A esos problemas se añade el transporte público. En 2026, concejales opositores volvieron a describir el sistema como una estructura en crisis, con concesiones vencidas y problemas de frecuencia e inversión. El propio municipio reconoció la necesidad de rediseñarlo y presentó un plan integral para modificar recorridos y reorganizar la prestación.
El ordenamiento del tránsito y el estacionamiento constituye otro capítulo todavía abierto. Después de años de conflicto judicial alrededor del sistema de estacionamiento medido heredado de la gestión anterior, la administración Chahla siguió evaluando durante este año una nueva modalidad.
La intendenta tiene, por supuesto, su propio balance para responder a esas críticas. Al cumplir dos años de gestión enumeró más de 300 cuadras pavimentadas o repavimentadas, decenas de miles de reparaciones de baches, casi 50.000 luminarias activas, 63 plazas recuperadas y numerosos refugios para colectivos. También afirmó haber eliminado aproximadamente el 40% de los basurales existentes y recientemente destacó que el 92% de las luminarias de la ciudad ya funcionan con tecnología LED.
Ese será, probablemente, uno de los grandes debates de la campaña de 2027: la gestión que muestra Chahla contra la ciudad que dicen experimentar quienes la cuestionan.

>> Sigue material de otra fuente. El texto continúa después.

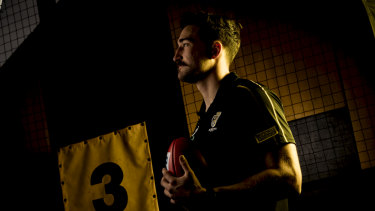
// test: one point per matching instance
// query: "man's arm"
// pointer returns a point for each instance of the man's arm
(281, 177)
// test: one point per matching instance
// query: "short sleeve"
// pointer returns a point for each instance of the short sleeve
(267, 110)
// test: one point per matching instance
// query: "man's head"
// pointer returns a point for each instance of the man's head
(201, 41)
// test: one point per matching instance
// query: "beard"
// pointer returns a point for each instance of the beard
(191, 75)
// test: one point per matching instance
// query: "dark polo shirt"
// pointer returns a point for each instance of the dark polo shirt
(244, 121)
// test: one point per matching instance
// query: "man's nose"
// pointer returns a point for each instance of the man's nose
(177, 54)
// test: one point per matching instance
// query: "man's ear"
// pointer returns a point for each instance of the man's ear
(217, 47)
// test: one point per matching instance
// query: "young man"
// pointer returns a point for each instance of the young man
(252, 161)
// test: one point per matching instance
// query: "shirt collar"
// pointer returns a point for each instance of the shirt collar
(224, 83)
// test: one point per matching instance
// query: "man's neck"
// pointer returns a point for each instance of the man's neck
(209, 86)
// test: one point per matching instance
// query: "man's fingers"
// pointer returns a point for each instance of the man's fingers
(185, 165)
(168, 176)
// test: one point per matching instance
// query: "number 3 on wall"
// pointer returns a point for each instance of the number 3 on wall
(113, 187)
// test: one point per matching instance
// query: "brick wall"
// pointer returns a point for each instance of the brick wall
(309, 74)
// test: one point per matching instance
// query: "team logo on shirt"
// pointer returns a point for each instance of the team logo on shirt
(214, 121)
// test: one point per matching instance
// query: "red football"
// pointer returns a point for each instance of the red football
(182, 146)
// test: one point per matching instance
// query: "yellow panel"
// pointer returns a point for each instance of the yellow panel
(109, 172)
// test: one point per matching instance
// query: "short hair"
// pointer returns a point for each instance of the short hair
(215, 27)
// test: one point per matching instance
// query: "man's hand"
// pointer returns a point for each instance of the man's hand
(182, 189)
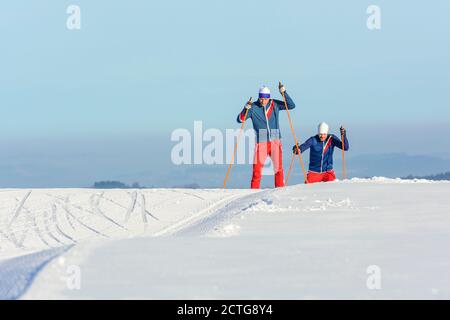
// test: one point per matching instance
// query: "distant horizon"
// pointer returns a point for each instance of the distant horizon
(100, 101)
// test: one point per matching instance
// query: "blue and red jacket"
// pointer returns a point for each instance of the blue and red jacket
(321, 153)
(266, 119)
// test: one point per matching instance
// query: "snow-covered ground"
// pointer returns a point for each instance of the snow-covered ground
(360, 238)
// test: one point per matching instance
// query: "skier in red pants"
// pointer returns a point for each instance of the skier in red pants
(321, 149)
(265, 118)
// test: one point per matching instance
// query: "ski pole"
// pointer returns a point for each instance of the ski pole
(236, 145)
(343, 156)
(293, 134)
(290, 169)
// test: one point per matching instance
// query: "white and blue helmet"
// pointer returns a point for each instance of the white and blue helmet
(264, 92)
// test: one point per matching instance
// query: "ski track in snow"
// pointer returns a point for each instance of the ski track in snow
(17, 274)
(37, 226)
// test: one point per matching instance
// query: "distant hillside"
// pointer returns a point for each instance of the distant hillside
(437, 177)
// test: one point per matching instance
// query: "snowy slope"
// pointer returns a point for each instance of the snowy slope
(303, 241)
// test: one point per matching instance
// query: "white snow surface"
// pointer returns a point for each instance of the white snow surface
(319, 241)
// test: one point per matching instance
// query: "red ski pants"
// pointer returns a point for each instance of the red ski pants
(314, 177)
(262, 150)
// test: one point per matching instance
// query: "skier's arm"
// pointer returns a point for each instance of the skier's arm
(338, 142)
(241, 116)
(290, 103)
(303, 147)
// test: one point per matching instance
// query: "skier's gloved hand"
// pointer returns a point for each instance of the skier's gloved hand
(281, 88)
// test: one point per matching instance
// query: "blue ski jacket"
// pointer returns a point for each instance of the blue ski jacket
(266, 119)
(321, 153)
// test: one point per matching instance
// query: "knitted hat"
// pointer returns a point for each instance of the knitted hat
(323, 128)
(264, 92)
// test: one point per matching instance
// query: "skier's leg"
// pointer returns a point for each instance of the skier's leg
(277, 160)
(330, 176)
(258, 163)
(314, 177)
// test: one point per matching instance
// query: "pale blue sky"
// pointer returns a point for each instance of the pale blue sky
(143, 68)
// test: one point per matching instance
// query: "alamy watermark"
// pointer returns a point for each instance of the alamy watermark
(374, 279)
(213, 146)
(73, 22)
(374, 20)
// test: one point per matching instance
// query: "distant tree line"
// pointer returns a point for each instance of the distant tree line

Porque una elección municipal se define muchas veces en problemas extremadamente concretos. La bolsa de basura en la esquina, el colectivo que demora, el pozo que sigue frente a una vivienda o una calle que se inunda pueden pesar tanto como una gran obra al momento de entrar al cuarto oscuro.
Alfaro puede equivocarse. Falta todavía para la elección, no están cerradas las candidaturas opositoras y el voto libertario de una elección nacional no se trasladará automáticamente a una boleta municipal.
Pero afirmar que su pronóstico carece completamente de fundamento tampoco parece compatible con los números.
Chahla ganó la Capital en 2023 por apenas 1,66 puntos. Milei consiguió allí el 60,3% pocos meses después. Y en 2025 La Libertad Avanza volvió a derrotar al peronismo en el principal distrito electoral de Tucumán, aun cuando el PJ ganaba cómodamente en toda la provincia.
La intendenta ya confirmó que quiere competir por otros cuatro años. Para conseguirlos deberá hacer algo que el peronismo tucumano históricamente encontró difícil: transformar una victoria ajustada en San Miguel de Tucumán en una mayoría consolidada.
Y deberá hacerlo frente a una oposición distinta de la que enfrentó en 2023. Una en la que el radicalismo y el alfarismo ya no tienen garantizada la representación del voto antiperonista y donde La Libertad Avanza aparece, por los resultados concretos de las últimas urnas, como el adversario con mayor potencial para disputárselo.